In passato l’incapacità di intendere e di volere doveva derivare, (ex art. 88 c.p.), da un’infermità, ossia una condizione del soggetto che avesse evidenza e sostanza patologica, che fosse cioè clinicamente accertata (quadri nosografici definiti). Tale affermazione fa riferimento a concetto classico di malattia psichiatrica fondata su basi biologico-somatiche.

Oggi si afferma una concezione più ampia di malattia psichica, su basi psicologiche e interpersonali, e determinata da alterazioni qualitative; infatti non si richiede più un processo morboso organico dimostrato, ma un disturbo psicopatologico, che rappresenta un’evoluzione del concetto di malattia mentale che comprende anomalie psichiche riconducibili alla psicopatologia clinica.

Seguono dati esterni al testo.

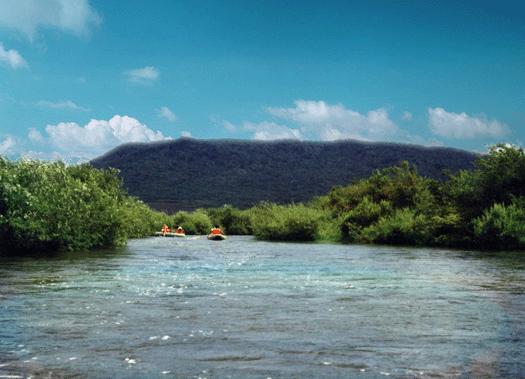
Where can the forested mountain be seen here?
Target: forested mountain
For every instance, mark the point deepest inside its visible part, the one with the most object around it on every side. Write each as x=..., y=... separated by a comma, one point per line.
x=188, y=173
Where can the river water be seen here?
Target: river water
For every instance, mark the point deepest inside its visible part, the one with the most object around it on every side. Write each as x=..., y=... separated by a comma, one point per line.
x=240, y=308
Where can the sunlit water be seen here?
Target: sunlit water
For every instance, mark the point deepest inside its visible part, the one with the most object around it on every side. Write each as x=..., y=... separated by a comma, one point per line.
x=240, y=308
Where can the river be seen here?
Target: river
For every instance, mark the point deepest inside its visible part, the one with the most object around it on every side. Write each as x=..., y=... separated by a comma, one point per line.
x=240, y=308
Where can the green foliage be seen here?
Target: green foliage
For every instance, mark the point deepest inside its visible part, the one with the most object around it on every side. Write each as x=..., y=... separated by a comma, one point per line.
x=362, y=215
x=48, y=206
x=188, y=174
x=497, y=178
x=196, y=222
x=233, y=221
x=403, y=227
x=502, y=226
x=285, y=222
x=139, y=220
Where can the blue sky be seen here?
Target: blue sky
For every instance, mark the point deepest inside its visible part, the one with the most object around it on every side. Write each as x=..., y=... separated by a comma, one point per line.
x=79, y=77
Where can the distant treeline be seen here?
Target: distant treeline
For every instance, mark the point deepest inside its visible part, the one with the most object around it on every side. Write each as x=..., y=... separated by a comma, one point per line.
x=189, y=174
x=45, y=206
x=483, y=208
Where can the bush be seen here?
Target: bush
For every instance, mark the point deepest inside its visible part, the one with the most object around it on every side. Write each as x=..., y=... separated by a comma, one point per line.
x=502, y=226
x=233, y=221
x=362, y=215
x=285, y=223
x=196, y=222
x=140, y=221
x=49, y=206
x=403, y=227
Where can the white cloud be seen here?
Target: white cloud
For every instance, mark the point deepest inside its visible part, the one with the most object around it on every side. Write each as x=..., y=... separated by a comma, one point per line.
x=319, y=120
x=97, y=136
x=11, y=57
x=64, y=104
x=229, y=126
x=167, y=114
x=144, y=75
x=35, y=136
x=271, y=131
x=463, y=126
x=7, y=144
x=27, y=16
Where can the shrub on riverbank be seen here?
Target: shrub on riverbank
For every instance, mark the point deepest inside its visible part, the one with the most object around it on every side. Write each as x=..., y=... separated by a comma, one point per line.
x=233, y=221
x=481, y=208
x=196, y=222
x=49, y=206
x=285, y=222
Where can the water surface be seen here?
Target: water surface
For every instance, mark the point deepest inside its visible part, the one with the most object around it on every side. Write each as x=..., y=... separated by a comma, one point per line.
x=240, y=308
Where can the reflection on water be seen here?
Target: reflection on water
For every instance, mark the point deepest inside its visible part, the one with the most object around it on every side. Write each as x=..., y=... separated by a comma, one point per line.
x=241, y=308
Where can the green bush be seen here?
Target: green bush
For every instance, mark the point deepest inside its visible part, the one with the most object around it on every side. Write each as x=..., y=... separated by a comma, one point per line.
x=196, y=222
x=140, y=221
x=285, y=222
x=233, y=221
x=403, y=227
x=49, y=206
x=362, y=215
x=502, y=226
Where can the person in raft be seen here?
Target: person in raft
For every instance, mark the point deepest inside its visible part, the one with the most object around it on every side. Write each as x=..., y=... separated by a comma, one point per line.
x=216, y=231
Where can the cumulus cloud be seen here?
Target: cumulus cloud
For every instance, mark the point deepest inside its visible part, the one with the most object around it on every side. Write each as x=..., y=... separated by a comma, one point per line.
x=144, y=75
x=167, y=114
x=64, y=104
x=35, y=136
x=319, y=120
x=6, y=145
x=27, y=16
x=407, y=116
x=11, y=57
x=271, y=131
x=463, y=126
x=229, y=126
x=97, y=136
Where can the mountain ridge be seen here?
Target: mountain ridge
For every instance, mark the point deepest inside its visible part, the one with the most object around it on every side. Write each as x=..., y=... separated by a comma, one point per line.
x=188, y=173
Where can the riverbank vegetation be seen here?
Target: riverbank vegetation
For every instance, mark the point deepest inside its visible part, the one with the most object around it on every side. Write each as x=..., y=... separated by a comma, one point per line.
x=45, y=206
x=51, y=206
x=480, y=208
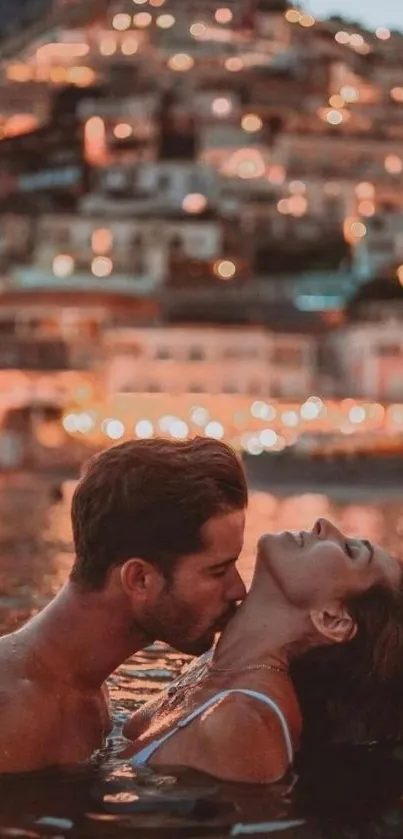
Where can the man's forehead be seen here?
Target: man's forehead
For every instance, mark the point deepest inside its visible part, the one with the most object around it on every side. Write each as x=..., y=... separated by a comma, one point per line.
x=224, y=534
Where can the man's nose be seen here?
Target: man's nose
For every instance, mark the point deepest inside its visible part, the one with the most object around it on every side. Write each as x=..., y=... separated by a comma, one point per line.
x=237, y=590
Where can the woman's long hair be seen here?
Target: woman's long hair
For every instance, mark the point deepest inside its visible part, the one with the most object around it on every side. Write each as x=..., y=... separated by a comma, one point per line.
x=353, y=692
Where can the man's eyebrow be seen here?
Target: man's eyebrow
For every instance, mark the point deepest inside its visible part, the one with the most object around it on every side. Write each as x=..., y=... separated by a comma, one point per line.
x=370, y=547
x=224, y=562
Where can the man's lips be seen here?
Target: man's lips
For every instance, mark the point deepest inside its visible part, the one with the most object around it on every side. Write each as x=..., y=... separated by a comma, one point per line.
x=222, y=623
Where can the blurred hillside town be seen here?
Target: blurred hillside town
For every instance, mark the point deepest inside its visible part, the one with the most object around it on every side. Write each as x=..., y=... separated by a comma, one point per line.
x=201, y=224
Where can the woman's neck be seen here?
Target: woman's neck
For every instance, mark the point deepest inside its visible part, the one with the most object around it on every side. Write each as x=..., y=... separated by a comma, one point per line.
x=255, y=637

Rientrano dunque sicuramente in questa categorizzazione le malattie psichiatriche (psicosi) in senso stretto, caratterizzate dalla perdita dei nessi logici e dalla compromissione dell’esame di realtà: Psicosi esogene (disturbi psichici riconducibili a processo morboso che agisce a livello anatomico organico); Psicosi endogene (disturbi psichici, riconoscibili in termini funzionali, per i quali si ritiene esista una predisposizione o un condizionamento biologico: schizofrenia; psicosi maniaco depressive).

Come afferma Fornari il rapporto tra Disturbi di Personalità e incapacità di intendere e di volere solleva diverse questioni spinose. Infatti la stessa definizione di Disturbi di Personalità includerebbe l’attuazione da parte del soggetto che ne è affetto di comportamenti abnormi, e ciò implicherebbe una sorta di “diritto” al riconoscimento del vizio di mente.

Per ovviare a questo problema e per far sì che possano rientrare nelle categorie del vizio totale o parziale di mente solo i Disturbi gravi di Personalità, cioè quelli che presentano “slittamenti psicotici” – in altre parole quelli che Kernberg definisce Disturbi di Personalità con funzionamento Borderline - o quei Disturbi di Personalità la cui psicodinamica ha inciso realmente nell’attuazione del fatto reato, Fornari afferma: “ciò che contanon è stabilire la connessione tra categoria dagnostica e reato, bensìtra disturbo psicopatologico, funzionamento patologico psichico e delitto”. In altri termini il “valore di malattia” deve essere riconosciuto solo a quei reati che equivalgono ad un sintomo psicopatologico di quadri clinici specifici (Mueller-Suur, 1956).

Dunque la diagnosi di Dsturbo di Personalità di per sé non basta per rientrare nel vizio totale o parziale di mente; deve essere valutato il funzionamento psichico del soggetto al momento del fatto reato, e deve essere verificato se tale funzionamento possa essere stato inficiato dalla slatentizzazione dei tratti disfunzionali del Disturbo di Personalità in questione.